Sensitivity studies for r-process nucleosynthesis in three astrophysical scenarios

TL;DR

This paper reviews sensitivity studies identifying key nuclear physics data affecting r-process nucleosynthesis in three astrophysical scenarios, aiding in understanding element formation in the universe.

Contribution

It presents recent sensitivity analyses that pinpoint the most influential nuclear data for r-process simulations across different astrophysical environments.

Findings

Identifies critical nuclear data impacting r-process outcomes.

Highlights differences in nuclear sensitivities among scenarios.

Provides guidance for future nuclear physics measurements.

Abstract

In rapid neutron capture, or r-process, nucleosynthesis, heavy elements are built up via a sequence of neutron captures and beta decays that involves thousands of nuclei far from stability. Though we understand the basics of how the r-process proceeds, its astrophysical site is still not conclusively known.

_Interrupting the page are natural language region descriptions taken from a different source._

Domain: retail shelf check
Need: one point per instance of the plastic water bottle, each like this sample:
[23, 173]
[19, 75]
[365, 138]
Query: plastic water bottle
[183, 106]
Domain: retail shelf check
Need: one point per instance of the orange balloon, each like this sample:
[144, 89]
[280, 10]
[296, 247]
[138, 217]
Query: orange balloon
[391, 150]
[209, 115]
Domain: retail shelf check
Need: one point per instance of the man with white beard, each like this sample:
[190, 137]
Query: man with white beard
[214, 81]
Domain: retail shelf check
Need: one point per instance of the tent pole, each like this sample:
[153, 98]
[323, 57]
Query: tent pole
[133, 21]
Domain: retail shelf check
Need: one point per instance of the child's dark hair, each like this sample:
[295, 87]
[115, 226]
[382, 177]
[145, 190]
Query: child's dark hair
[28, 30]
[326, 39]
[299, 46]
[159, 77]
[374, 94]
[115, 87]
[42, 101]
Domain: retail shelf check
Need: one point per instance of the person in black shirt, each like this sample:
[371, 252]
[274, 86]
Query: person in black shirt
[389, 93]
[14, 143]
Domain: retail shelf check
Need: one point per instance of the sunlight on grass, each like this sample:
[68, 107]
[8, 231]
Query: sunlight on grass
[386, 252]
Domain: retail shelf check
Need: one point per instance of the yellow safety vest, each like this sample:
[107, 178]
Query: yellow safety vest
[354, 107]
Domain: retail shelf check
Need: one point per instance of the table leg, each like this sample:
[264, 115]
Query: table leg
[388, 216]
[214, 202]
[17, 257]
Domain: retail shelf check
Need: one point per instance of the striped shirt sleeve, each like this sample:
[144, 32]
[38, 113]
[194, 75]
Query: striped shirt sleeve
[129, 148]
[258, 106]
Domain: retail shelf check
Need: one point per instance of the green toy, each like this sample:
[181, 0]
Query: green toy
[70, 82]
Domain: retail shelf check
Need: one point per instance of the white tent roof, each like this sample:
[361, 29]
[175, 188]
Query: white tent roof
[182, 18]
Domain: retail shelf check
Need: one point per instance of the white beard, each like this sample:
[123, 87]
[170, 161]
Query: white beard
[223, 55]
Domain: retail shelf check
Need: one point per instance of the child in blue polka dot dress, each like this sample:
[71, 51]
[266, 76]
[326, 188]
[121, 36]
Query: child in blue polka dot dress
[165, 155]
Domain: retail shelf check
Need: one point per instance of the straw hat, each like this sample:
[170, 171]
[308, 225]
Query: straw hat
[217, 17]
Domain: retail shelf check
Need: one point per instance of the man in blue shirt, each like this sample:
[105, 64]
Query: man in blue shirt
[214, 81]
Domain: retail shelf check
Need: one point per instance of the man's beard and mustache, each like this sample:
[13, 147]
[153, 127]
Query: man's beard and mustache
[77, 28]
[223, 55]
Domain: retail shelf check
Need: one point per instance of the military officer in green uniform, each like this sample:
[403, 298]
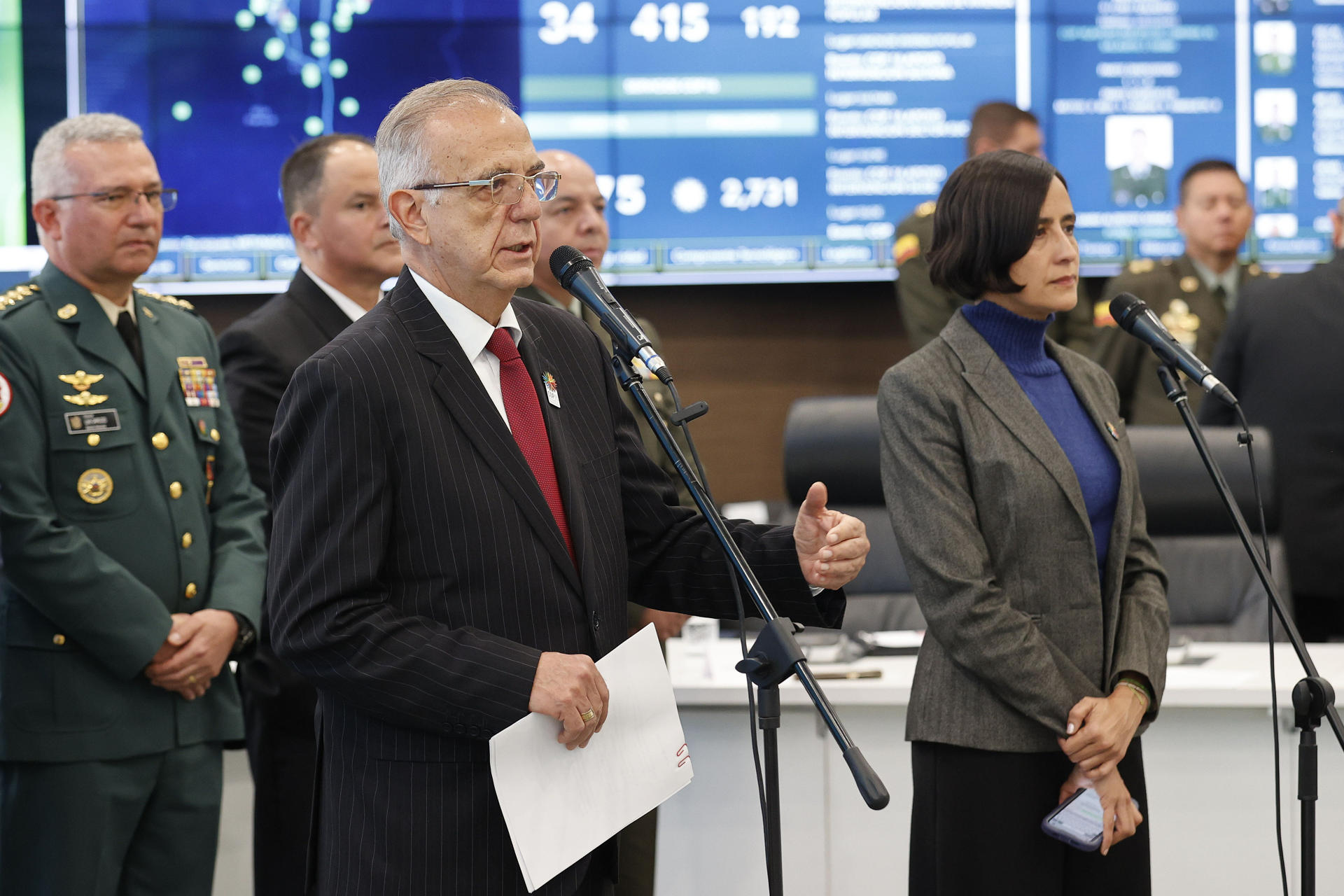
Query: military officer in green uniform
[134, 561]
[577, 216]
[1193, 295]
[926, 308]
[1139, 186]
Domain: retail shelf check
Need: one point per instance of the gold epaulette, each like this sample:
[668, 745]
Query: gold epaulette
[168, 300]
[17, 295]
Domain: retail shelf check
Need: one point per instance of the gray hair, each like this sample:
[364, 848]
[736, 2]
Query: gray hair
[402, 158]
[51, 175]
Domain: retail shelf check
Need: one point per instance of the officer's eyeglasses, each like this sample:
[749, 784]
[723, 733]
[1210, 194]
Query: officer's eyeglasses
[507, 190]
[118, 199]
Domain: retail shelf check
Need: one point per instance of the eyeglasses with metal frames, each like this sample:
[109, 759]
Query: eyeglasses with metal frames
[507, 190]
[118, 199]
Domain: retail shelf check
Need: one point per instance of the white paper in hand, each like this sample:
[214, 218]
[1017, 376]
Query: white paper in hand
[561, 804]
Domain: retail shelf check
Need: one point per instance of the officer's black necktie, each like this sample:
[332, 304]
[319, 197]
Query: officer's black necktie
[131, 336]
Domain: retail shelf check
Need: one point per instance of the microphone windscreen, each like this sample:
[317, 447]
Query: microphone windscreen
[566, 262]
[1124, 308]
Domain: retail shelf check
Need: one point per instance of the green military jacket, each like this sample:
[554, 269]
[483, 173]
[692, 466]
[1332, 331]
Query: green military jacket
[1175, 292]
[657, 393]
[124, 498]
[1126, 190]
[926, 308]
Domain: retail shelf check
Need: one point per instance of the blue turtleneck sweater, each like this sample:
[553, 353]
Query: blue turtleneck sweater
[1021, 343]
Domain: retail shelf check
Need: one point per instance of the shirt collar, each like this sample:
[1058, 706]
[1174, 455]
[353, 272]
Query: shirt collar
[470, 330]
[113, 311]
[353, 309]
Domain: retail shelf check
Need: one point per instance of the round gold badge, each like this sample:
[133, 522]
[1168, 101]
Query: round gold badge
[94, 485]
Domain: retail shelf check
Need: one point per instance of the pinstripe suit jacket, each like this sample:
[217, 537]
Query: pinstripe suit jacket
[992, 526]
[417, 575]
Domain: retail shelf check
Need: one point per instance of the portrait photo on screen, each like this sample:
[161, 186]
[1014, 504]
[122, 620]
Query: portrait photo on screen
[1276, 182]
[1275, 113]
[1139, 156]
[1275, 45]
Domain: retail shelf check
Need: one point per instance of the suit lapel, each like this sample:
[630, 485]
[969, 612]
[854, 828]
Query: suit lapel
[327, 317]
[539, 362]
[97, 335]
[997, 388]
[1113, 578]
[460, 390]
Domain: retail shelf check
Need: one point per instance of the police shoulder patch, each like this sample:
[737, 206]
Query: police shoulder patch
[167, 300]
[17, 295]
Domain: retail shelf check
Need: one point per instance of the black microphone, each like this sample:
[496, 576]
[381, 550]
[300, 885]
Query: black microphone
[577, 276]
[1135, 317]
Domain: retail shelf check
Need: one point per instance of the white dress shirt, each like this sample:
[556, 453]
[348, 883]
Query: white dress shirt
[113, 311]
[349, 305]
[472, 333]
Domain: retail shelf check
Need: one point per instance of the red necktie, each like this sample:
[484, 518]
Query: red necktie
[524, 419]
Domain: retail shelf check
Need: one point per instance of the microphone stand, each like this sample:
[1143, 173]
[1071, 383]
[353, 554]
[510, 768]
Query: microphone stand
[1313, 697]
[774, 656]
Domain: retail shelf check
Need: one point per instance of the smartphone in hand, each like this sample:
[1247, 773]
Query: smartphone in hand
[1077, 821]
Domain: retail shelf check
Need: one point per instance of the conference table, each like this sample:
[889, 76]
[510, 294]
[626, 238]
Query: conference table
[1209, 760]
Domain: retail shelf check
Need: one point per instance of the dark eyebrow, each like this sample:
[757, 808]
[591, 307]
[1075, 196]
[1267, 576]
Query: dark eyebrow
[537, 167]
[156, 184]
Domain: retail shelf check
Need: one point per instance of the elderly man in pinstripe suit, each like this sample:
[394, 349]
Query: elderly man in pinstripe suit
[461, 507]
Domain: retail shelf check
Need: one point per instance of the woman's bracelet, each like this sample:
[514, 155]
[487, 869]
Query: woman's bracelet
[1138, 688]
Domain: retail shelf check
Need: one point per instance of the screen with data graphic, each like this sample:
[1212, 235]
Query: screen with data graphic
[743, 140]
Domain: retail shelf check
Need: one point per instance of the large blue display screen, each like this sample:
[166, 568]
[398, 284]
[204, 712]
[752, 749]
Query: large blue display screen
[742, 136]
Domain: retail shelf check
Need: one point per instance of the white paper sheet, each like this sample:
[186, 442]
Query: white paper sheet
[561, 804]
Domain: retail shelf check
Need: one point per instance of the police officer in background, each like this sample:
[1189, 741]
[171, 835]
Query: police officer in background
[134, 559]
[926, 308]
[1281, 358]
[1193, 295]
[330, 188]
[577, 216]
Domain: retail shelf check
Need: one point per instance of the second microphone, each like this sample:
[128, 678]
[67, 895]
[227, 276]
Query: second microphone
[580, 279]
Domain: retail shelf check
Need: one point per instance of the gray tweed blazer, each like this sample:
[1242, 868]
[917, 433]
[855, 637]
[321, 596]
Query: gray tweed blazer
[992, 527]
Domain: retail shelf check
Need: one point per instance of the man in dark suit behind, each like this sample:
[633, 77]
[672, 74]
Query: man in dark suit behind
[330, 187]
[463, 507]
[1281, 358]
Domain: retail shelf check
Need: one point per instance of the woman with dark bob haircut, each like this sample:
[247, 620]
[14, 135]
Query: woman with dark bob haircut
[1015, 501]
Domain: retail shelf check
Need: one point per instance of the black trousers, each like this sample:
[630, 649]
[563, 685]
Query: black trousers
[283, 751]
[976, 828]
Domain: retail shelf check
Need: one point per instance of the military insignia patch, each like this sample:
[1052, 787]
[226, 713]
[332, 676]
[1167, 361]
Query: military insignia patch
[94, 485]
[81, 382]
[1101, 315]
[906, 248]
[198, 382]
[1182, 323]
[81, 422]
[553, 394]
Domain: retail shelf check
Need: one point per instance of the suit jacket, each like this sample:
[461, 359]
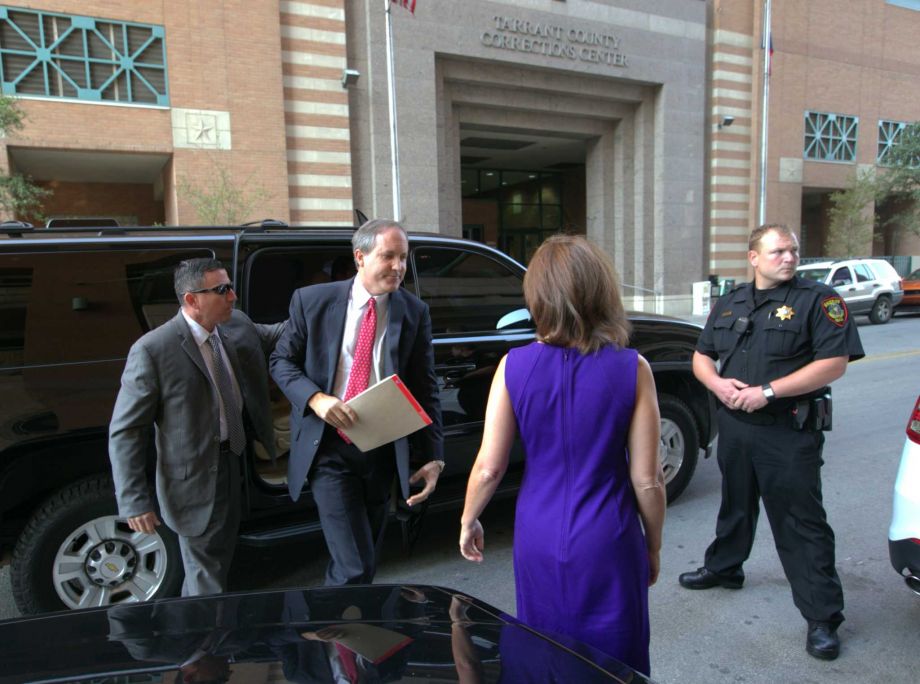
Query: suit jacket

The nuclear network simulations we use to test potential astrophysical scenarios require nuclear physics data (masses, beta decay lifetimes, neutron capture rates, fission probabilities) for all of the nuclei on the neutron-rich side of the nuclear chart, from the valley of stability to the neutron drip line. Here we discuss recent sensitivity studies that aim to determine which individual pieces of nuclear data are the most crucial for r-process calculations. We consider three types of astrophysical scenarios: a traditional hot r-process, a cold r-process in which the temperature and density drop rapidly, and a neutron star merger trajectory.